There will be many additional dangers if the foundation models are as good as Dr. Quake had hoped. Eighty biologists and AI professionals have signed a petition demanding regulation of the technology to prevent the development of new biological weapons. The petition was submitted on Friday. This worry could extend to novel cell types generated by the simulations.
Even sooner, there might be privacy breaches. The goal of the research is to develop individualized models of the foundation that take into account each person’s genome and how it functions in cells. This additional layer of information may provide light on the effects of various gene variants on cellular processes. On the other hand, it has the potential to provide the foundation model’s owners with unprecedented access to personal details about the individuals whose DNA and cells were contributed to scientific research.
The extent to which basic models will progress towards “Fantastic Voyage,” though, is a matter of some uncertainty among scientists. Data quality determines how accurate the models are. The ability to gather data that we haven’t yet mastered might be crucial to making a ground-breaking discovery on life. Data requirements for the models may be unknown to us.
Arizona State University physicist Sara Walker, who investigates the molecular underpinnings of life, speculated that “they might make some new discoveries of interest.” “However, in the end, they have severe limitations when it comes to ground-breaking new discoveries.”

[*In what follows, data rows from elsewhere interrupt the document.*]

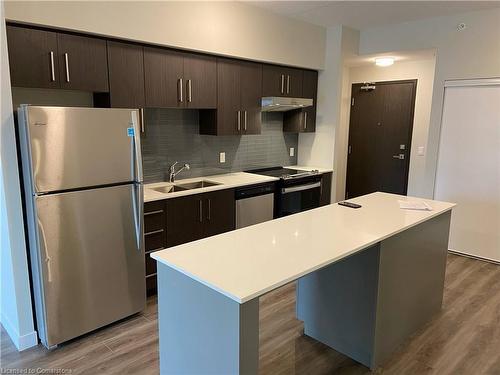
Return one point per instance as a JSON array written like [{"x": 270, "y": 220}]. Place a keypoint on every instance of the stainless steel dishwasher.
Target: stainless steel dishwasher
[{"x": 254, "y": 204}]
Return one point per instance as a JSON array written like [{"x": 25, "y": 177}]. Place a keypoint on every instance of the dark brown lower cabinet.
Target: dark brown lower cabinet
[
  {"x": 184, "y": 219},
  {"x": 154, "y": 239},
  {"x": 326, "y": 189},
  {"x": 175, "y": 221},
  {"x": 219, "y": 212},
  {"x": 197, "y": 216}
]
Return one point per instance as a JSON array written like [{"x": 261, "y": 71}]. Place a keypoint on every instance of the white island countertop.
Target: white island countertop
[{"x": 249, "y": 262}]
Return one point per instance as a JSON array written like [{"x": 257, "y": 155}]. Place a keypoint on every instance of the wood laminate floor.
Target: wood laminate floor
[{"x": 463, "y": 339}]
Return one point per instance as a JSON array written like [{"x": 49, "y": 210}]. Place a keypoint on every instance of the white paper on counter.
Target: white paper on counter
[{"x": 415, "y": 205}]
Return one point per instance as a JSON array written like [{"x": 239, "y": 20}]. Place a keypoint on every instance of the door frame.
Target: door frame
[{"x": 410, "y": 130}]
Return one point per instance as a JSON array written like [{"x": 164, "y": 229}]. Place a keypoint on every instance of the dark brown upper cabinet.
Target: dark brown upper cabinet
[
  {"x": 200, "y": 78},
  {"x": 282, "y": 81},
  {"x": 33, "y": 57},
  {"x": 163, "y": 70},
  {"x": 179, "y": 80},
  {"x": 239, "y": 92},
  {"x": 83, "y": 63},
  {"x": 126, "y": 75},
  {"x": 304, "y": 120}
]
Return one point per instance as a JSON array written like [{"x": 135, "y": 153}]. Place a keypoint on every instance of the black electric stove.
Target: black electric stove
[
  {"x": 285, "y": 173},
  {"x": 298, "y": 190}
]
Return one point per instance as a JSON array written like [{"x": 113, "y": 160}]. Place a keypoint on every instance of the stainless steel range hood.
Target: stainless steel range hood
[{"x": 282, "y": 104}]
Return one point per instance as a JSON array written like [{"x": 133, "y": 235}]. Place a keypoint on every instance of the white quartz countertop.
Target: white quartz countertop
[
  {"x": 310, "y": 168},
  {"x": 225, "y": 181},
  {"x": 249, "y": 262}
]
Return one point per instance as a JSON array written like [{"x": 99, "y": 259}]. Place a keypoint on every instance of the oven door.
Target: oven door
[{"x": 299, "y": 197}]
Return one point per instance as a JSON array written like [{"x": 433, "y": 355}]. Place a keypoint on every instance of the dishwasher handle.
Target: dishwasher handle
[
  {"x": 294, "y": 189},
  {"x": 255, "y": 190}
]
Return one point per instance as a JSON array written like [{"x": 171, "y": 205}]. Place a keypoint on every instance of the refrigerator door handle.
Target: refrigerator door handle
[
  {"x": 137, "y": 202},
  {"x": 137, "y": 148},
  {"x": 43, "y": 243}
]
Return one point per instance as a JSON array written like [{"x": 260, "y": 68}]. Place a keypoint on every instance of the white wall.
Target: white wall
[
  {"x": 225, "y": 27},
  {"x": 423, "y": 71},
  {"x": 468, "y": 171},
  {"x": 15, "y": 299},
  {"x": 467, "y": 54},
  {"x": 319, "y": 148}
]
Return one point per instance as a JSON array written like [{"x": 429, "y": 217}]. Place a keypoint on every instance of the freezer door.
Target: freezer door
[
  {"x": 80, "y": 147},
  {"x": 91, "y": 259}
]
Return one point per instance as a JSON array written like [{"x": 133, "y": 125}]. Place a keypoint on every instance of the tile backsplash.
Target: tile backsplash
[{"x": 172, "y": 135}]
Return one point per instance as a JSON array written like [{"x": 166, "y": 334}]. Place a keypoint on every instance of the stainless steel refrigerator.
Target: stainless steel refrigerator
[{"x": 82, "y": 173}]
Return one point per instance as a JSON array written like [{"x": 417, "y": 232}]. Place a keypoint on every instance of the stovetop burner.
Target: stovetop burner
[{"x": 283, "y": 173}]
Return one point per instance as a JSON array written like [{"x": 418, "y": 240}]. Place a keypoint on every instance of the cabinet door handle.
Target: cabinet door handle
[
  {"x": 66, "y": 63},
  {"x": 209, "y": 209},
  {"x": 52, "y": 70},
  {"x": 189, "y": 90},
  {"x": 143, "y": 126},
  {"x": 179, "y": 88}
]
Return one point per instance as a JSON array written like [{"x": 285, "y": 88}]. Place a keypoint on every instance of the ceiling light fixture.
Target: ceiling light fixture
[{"x": 384, "y": 61}]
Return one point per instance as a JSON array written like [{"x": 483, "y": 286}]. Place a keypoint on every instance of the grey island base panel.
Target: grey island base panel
[
  {"x": 369, "y": 304},
  {"x": 363, "y": 306},
  {"x": 202, "y": 331}
]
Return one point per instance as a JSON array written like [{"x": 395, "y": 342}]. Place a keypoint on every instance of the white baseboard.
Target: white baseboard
[
  {"x": 22, "y": 342},
  {"x": 464, "y": 254}
]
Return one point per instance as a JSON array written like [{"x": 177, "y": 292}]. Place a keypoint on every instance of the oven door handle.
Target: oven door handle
[{"x": 293, "y": 189}]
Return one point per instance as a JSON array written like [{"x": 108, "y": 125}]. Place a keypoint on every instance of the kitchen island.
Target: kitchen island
[{"x": 367, "y": 279}]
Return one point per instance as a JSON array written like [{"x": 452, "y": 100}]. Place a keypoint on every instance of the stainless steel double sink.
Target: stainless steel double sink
[{"x": 185, "y": 186}]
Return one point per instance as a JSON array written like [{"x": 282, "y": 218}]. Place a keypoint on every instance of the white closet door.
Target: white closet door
[{"x": 468, "y": 171}]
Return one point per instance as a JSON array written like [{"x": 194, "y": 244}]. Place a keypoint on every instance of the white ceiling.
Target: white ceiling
[
  {"x": 366, "y": 14},
  {"x": 414, "y": 55}
]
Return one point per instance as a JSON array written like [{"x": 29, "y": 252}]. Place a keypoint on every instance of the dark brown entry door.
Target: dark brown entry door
[{"x": 380, "y": 130}]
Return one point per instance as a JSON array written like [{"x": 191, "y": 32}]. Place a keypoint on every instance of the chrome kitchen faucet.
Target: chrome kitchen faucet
[{"x": 173, "y": 173}]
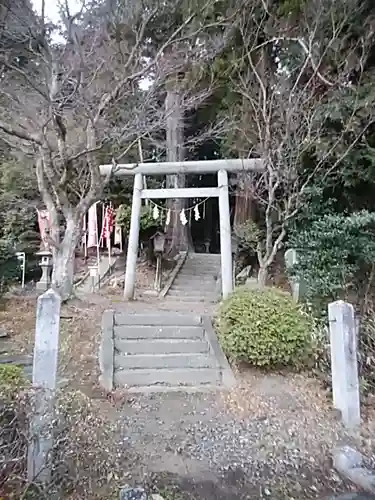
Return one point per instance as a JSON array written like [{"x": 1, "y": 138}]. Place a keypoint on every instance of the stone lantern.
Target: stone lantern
[
  {"x": 46, "y": 266},
  {"x": 159, "y": 246}
]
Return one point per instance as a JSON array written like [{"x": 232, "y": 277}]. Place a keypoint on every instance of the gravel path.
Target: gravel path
[{"x": 269, "y": 438}]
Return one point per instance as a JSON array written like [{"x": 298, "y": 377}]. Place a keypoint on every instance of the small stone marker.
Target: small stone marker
[
  {"x": 343, "y": 343},
  {"x": 128, "y": 493},
  {"x": 44, "y": 383},
  {"x": 351, "y": 465},
  {"x": 297, "y": 285}
]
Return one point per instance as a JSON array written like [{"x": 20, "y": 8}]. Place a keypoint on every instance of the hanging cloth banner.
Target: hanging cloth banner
[
  {"x": 44, "y": 226},
  {"x": 118, "y": 235},
  {"x": 108, "y": 225},
  {"x": 92, "y": 239},
  {"x": 84, "y": 231}
]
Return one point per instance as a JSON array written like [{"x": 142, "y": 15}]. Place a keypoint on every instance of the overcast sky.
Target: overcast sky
[{"x": 52, "y": 10}]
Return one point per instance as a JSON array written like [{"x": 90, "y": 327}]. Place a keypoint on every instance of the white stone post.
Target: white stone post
[
  {"x": 133, "y": 240},
  {"x": 44, "y": 384},
  {"x": 225, "y": 235},
  {"x": 344, "y": 365}
]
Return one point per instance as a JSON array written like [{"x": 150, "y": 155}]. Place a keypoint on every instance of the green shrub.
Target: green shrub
[
  {"x": 265, "y": 328},
  {"x": 9, "y": 267},
  {"x": 336, "y": 253}
]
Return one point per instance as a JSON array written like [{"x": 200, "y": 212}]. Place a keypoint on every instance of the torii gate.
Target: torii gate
[{"x": 221, "y": 167}]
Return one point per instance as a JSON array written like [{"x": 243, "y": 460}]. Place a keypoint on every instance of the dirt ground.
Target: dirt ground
[{"x": 269, "y": 437}]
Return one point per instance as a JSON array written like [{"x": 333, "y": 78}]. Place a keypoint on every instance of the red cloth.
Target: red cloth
[{"x": 44, "y": 226}]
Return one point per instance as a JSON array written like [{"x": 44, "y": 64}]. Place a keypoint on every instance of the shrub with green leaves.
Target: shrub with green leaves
[
  {"x": 265, "y": 327},
  {"x": 335, "y": 254}
]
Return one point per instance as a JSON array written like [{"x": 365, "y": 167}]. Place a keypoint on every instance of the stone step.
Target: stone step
[
  {"x": 192, "y": 298},
  {"x": 163, "y": 361},
  {"x": 189, "y": 290},
  {"x": 159, "y": 332},
  {"x": 168, "y": 377},
  {"x": 163, "y": 318},
  {"x": 196, "y": 278},
  {"x": 162, "y": 346}
]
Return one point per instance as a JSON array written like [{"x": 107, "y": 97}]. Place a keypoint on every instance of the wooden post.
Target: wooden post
[
  {"x": 225, "y": 235},
  {"x": 44, "y": 383},
  {"x": 133, "y": 240},
  {"x": 344, "y": 365}
]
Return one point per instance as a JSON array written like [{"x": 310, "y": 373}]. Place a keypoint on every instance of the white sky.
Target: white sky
[{"x": 52, "y": 10}]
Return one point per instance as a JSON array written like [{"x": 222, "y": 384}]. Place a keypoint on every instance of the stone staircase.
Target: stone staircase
[
  {"x": 85, "y": 286},
  {"x": 161, "y": 351},
  {"x": 199, "y": 279}
]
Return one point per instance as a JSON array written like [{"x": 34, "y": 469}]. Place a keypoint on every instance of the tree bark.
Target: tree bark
[
  {"x": 245, "y": 207},
  {"x": 64, "y": 259},
  {"x": 262, "y": 276},
  {"x": 178, "y": 235}
]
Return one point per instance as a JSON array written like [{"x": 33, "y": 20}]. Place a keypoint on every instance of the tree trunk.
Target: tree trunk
[
  {"x": 64, "y": 260},
  {"x": 245, "y": 207},
  {"x": 178, "y": 235},
  {"x": 262, "y": 276}
]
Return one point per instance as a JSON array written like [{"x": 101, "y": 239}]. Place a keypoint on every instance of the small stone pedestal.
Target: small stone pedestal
[{"x": 46, "y": 265}]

Nonetheless, foundation models’ results have already made their developers question what humans would do in a future where computers can solve complex biological problems without human input. Research into the mechanisms of life has traditionally been recognized and rewarded for the innovative and labor-intensive experiments conducted by biologists. Computers, however, may be able to scan billions of cells for patterns that humans can’t perceive in a few days, weeks, or even hours, revealing these inner workings.
“It’s going to force a complete rethink of what we consider creativity,” Dr. Quake said. “Professors should be very, very nervous,” Dr. Quake warned.